Feel-good Super Bowl commercials an easy win for corporations

Did you notice anything strange about the Super Bowl commercials this year? When they were not trying to be funny or clever, they were incredibly heavy on sentimental Americana themes. This year’s ads marked a noticeable trend toward aggressively patriotic bordering on jingoistic commercials.

Perhaps the most egregious example was Chrysler’s annual epic ode to Detroit. Music legend Bob Dylan rambled on for two minutes over flashing images of Americana, at one point asking the nation, “Is there anything more American than America?” Not exactly the layered, esoteric lyricism that made Dylan the icon that he is today.

Beyond being hokey, these multi-million dollar patriotism parades are insulting to our intelligence. What does it say about us that we clamor for commercials made by corporations that cynically appeal to our sense of nationalism with half-baked catchphrases?

Coca-Cola’s marquee commercial drew a nasty response for featuring a multilingual version of “America the Beautiful.” Critics angered by the commercial (did you know people get angry at commercials?) were peeved at hearing the song sung in languages other than English.

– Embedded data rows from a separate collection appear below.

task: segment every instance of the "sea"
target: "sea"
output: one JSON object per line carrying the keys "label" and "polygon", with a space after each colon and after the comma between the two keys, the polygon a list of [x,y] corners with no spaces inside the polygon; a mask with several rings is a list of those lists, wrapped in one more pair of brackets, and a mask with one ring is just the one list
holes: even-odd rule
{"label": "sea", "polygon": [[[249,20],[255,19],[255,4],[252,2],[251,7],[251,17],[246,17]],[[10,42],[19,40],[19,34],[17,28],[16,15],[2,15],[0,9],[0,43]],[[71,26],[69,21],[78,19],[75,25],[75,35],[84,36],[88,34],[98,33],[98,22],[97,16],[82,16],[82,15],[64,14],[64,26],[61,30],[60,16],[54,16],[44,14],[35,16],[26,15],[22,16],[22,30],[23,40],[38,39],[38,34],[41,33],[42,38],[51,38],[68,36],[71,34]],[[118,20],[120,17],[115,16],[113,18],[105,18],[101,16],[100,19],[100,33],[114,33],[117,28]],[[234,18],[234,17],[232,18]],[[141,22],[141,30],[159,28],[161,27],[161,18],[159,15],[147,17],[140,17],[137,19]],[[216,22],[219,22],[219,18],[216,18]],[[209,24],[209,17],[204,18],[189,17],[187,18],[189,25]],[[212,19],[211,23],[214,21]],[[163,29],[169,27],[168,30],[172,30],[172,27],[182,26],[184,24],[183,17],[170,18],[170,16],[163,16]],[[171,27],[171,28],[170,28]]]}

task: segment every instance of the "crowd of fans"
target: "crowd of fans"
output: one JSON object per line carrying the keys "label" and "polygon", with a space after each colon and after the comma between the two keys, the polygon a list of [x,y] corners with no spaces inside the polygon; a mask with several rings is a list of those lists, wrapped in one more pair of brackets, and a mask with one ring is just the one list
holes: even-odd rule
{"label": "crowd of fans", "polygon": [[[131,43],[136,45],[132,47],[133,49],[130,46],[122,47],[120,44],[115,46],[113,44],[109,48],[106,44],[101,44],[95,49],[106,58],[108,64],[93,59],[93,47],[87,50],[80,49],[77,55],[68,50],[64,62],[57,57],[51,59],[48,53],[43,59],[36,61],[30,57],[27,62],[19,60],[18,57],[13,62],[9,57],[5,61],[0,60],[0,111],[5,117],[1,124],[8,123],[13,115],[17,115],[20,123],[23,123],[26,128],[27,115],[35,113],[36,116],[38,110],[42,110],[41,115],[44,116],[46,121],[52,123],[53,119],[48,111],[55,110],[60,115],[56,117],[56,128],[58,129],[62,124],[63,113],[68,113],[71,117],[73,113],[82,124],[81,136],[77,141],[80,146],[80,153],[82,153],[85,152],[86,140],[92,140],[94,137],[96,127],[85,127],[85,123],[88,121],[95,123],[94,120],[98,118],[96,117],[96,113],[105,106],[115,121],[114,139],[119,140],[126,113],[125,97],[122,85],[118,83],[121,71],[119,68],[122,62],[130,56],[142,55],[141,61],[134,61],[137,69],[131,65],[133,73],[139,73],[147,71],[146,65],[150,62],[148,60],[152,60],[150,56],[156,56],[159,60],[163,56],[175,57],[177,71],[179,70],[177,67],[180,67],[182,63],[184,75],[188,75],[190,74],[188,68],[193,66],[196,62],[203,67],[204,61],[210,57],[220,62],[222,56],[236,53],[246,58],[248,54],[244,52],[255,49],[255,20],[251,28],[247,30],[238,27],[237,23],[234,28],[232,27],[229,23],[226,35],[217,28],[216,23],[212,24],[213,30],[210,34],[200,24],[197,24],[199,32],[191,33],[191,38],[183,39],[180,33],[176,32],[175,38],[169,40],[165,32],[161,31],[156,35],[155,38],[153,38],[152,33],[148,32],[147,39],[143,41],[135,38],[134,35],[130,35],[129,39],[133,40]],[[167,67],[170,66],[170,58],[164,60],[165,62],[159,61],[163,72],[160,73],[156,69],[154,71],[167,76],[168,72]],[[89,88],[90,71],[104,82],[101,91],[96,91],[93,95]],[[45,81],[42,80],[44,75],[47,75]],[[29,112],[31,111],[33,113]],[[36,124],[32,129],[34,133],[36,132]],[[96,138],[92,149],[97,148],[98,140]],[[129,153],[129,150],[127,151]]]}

A valid criticism of this commercial, however, would be its positioning of Coca-Cola as a global force for good. In reality, The Coca-Cola Company’s business dealings in Latin American countries are rife with corruption and violence.

Panamerican Beverages, Coca-Cola’s largest bottling company in Latin America, is alleged to have ordered the assassination of union leaders in Colombia. This bottling company was 25 percent owned by Coca-Cola until 2003 after scrutiny of the bottling plant’s treatment of union organizers heightened. A 2004 independent investigation found 179 human rights violations, including nine murders, at the Colombian bottling plant.

Clearly that is what works in moving products, though. Americans love to see their country congratulated, even for things it does not deserve to be congratulated for and in ways that are simplistic to the point of self-parody.

And what better medium for this type of self-honoring than commercials? They are long enough to elicit laughter or genuine emotion but too short for anyone to really think about in the moment. By the time one is over, the next has already begun. Preying upon America’s sense of patriotism to sell cars and soda is cheap and lazy advertising.

There is no right way to make a commercial because the motive is always helplessly transparent. Some try harder than others to hide it, but ultimately every commercial is a means to an end – an investment with the hope of a return. But even in a corporate environment wherein profits are king, some things should be off limits.